What Williams did was like equivalent to her winning Wimbledon. After I gave birth, I didn’t get out of the bed for days. Serena Williams argued with a nurse [and] snuck out so her mom didn’t see her [laughs]. We’re really up to the mercy of the healthcare providers around us.
Most people don’t have the resources or the power that Williams has, so how can pregnant Black women advocate for themselves at the doctor?
We must emphasize prenatal care. Not having access to prenatal care is driving America’s maternal mortality rates up. Texas, for instance, closed down tons of reproductive health clinics. Prenatal care will detect problems that you may have before you go into labor, such as pregnancy-induced hypertension, gestational diabetes, or some kind of heart condition. All of these things are really important.
We really have to stress the importance of prenatal care in our communities. Encourage women to go to the doctor and get everything checked out before they’re in the hospital to labor. That’s why the gutting of Medicaid is so scary. Half of all births in the United States are covered by Medicaid. While we’re telling women to make sure that they’re getting more prenatal care, there’s also less access to it. It’s critical though. Serena Williams knew things about her health that allowed her to save own life. For instance, if you have pregnancy-induced hypertension and you haven’t had prenatal care, you don’t know that you can potentially have a stroke. The information that you need about your health starts early on in the pregnancy.
While we inform moms, we also have to organize and fight to change our system and policies. We need to have maternity leave. We have to stop driving C-sections and other dangerous procedures when they’re unnecessary. When we talk about maternal morbidity, there are people who have C-sections, go to work a few days later, and have issues that are causing them to bleed internally. More often than not, women of color are finding themselves in that position. If we center Black women and Black women’s stories, we’ll get at the heart of the different things we need to end racism in the healthcare delivery system.
What state and federal policies have to be passed to protect pregnant women?
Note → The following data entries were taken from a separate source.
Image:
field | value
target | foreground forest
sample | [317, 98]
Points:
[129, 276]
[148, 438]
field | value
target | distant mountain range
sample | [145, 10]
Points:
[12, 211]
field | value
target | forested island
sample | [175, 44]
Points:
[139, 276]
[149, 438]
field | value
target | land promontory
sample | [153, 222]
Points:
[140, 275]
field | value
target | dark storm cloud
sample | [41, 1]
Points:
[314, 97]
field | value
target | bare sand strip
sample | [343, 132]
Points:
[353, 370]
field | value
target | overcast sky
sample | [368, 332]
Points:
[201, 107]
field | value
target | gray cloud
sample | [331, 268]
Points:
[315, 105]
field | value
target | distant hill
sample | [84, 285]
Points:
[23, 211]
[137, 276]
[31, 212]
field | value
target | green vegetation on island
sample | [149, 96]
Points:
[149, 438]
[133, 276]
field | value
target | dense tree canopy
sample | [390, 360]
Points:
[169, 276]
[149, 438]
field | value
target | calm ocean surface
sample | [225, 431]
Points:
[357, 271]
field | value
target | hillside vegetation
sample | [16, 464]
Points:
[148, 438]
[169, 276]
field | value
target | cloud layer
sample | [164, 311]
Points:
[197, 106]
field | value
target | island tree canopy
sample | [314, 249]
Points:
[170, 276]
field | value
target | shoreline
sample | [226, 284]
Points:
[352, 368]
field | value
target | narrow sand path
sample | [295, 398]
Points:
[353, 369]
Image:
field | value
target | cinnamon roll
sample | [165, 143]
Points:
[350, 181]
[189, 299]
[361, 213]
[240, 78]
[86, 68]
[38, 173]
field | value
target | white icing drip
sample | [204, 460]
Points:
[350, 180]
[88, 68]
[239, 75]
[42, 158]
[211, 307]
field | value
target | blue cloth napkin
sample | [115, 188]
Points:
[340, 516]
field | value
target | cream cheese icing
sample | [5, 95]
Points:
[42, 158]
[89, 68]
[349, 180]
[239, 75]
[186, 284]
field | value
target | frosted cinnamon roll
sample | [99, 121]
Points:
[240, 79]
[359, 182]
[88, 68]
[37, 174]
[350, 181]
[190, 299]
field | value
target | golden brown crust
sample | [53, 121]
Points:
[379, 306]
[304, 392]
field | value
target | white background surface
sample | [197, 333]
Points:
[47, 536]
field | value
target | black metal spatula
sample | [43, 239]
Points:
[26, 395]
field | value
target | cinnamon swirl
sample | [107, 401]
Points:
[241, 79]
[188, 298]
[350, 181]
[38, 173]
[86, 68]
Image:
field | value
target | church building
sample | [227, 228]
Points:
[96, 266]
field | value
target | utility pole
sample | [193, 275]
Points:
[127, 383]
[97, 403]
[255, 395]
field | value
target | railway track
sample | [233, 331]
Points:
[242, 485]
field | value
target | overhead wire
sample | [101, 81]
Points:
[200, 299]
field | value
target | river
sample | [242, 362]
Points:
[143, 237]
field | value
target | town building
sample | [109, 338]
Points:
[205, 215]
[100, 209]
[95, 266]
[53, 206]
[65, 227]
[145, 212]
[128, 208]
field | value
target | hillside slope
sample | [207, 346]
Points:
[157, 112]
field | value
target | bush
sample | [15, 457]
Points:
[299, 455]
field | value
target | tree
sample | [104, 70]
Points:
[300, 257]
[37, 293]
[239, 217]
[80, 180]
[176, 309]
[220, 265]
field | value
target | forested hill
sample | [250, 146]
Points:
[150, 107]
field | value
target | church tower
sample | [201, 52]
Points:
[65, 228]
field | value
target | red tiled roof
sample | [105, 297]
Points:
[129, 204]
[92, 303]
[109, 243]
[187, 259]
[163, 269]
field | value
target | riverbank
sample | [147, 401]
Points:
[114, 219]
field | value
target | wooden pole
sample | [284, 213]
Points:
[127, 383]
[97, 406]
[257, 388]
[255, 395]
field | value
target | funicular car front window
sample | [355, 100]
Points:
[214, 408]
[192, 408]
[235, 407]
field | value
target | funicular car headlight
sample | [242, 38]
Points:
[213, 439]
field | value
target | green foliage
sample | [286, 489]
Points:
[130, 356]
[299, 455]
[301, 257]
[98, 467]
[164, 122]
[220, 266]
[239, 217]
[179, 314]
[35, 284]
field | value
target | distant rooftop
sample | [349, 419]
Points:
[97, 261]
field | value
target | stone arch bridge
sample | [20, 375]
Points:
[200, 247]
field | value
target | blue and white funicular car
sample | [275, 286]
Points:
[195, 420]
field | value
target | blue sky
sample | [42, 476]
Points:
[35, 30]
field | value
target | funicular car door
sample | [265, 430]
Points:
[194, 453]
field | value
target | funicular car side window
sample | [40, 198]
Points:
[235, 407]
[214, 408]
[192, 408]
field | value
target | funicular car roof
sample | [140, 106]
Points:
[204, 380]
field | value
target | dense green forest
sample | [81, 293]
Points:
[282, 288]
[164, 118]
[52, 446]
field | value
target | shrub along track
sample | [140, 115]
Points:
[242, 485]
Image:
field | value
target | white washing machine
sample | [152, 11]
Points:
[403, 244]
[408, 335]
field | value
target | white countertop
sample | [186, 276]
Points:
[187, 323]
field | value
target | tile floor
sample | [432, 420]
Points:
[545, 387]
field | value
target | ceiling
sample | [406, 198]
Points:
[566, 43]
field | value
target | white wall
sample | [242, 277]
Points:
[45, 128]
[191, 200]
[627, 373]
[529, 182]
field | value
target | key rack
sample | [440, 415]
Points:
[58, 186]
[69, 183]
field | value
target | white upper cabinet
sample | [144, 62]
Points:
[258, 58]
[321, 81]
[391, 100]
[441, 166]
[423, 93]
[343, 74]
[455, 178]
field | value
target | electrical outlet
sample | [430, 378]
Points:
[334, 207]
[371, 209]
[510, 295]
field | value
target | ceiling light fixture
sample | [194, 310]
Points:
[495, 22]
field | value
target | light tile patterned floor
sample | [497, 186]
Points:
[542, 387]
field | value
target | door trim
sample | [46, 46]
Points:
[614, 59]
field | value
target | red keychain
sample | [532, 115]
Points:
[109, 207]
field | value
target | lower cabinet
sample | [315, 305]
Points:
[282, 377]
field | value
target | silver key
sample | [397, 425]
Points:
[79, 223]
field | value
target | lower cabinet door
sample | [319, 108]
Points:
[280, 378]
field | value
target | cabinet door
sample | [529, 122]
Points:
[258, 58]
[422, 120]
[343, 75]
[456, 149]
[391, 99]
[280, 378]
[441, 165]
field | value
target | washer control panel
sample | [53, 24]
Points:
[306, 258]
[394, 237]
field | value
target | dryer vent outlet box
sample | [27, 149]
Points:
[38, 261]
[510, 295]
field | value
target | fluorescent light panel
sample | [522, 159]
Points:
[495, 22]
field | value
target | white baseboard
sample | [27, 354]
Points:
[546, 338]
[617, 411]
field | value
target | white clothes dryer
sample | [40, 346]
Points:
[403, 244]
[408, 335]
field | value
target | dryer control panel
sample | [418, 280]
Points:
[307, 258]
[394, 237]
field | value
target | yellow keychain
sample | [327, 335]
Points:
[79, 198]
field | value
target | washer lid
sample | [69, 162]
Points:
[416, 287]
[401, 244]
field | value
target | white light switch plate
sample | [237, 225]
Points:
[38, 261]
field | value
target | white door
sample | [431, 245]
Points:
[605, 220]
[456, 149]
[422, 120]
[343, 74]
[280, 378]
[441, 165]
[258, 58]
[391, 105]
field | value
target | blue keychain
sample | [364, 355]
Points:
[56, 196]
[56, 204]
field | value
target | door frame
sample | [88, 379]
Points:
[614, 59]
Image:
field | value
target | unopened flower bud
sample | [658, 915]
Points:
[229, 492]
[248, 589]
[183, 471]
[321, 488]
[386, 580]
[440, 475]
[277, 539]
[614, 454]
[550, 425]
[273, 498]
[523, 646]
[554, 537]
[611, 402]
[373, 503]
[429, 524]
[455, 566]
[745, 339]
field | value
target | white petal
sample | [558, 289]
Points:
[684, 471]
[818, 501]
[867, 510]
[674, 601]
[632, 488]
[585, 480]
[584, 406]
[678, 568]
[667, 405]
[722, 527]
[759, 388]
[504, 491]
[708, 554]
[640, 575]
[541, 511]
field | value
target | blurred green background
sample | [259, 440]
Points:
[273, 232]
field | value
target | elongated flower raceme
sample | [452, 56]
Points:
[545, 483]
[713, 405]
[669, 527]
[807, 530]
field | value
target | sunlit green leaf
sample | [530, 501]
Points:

MomsRising has thrown our weight behind the Prevent Maternal Death Act. It has a number of hospital protocols that would cut down on a lot of these deaths. The bill would make sure doctors are collecting data, and really quantifying problems in their hospitals. It would ensure that hospitals are doing self-assessments and improving, but also guarantee that hospitals follow specific guidelines when women go into labor to make sure they’re stable and not bleeding out. There’s a protocol that’s taken very seriously when men have chest pains; that should happen for women in labor and delivery as well. The Prevent Maternal Death Act is new. It has a few sponsors, but we plan to launch a very robust campaign in April to get more sponsors on the bill.
We need to go into states, like Texas, where the rates are high, and strengthen access to prenatal care, so we can stop some of these maternal deaths. From state to state, lowering the rate would require different things. The main piece is to mobilize and share these stories. A year ago, people would say I was lying when I talked about maternal mortality. The beauty in Serena Williams’s story is that people are now saying, “What the fuck? Why are pregnant women are dying in the hospitals?” Kyira Johnson was in a hospital; there’s no reason why she bled out.
We really have to build an awareness campaign that puts maternal mortality on the map alongside other deadly phenomenons in America.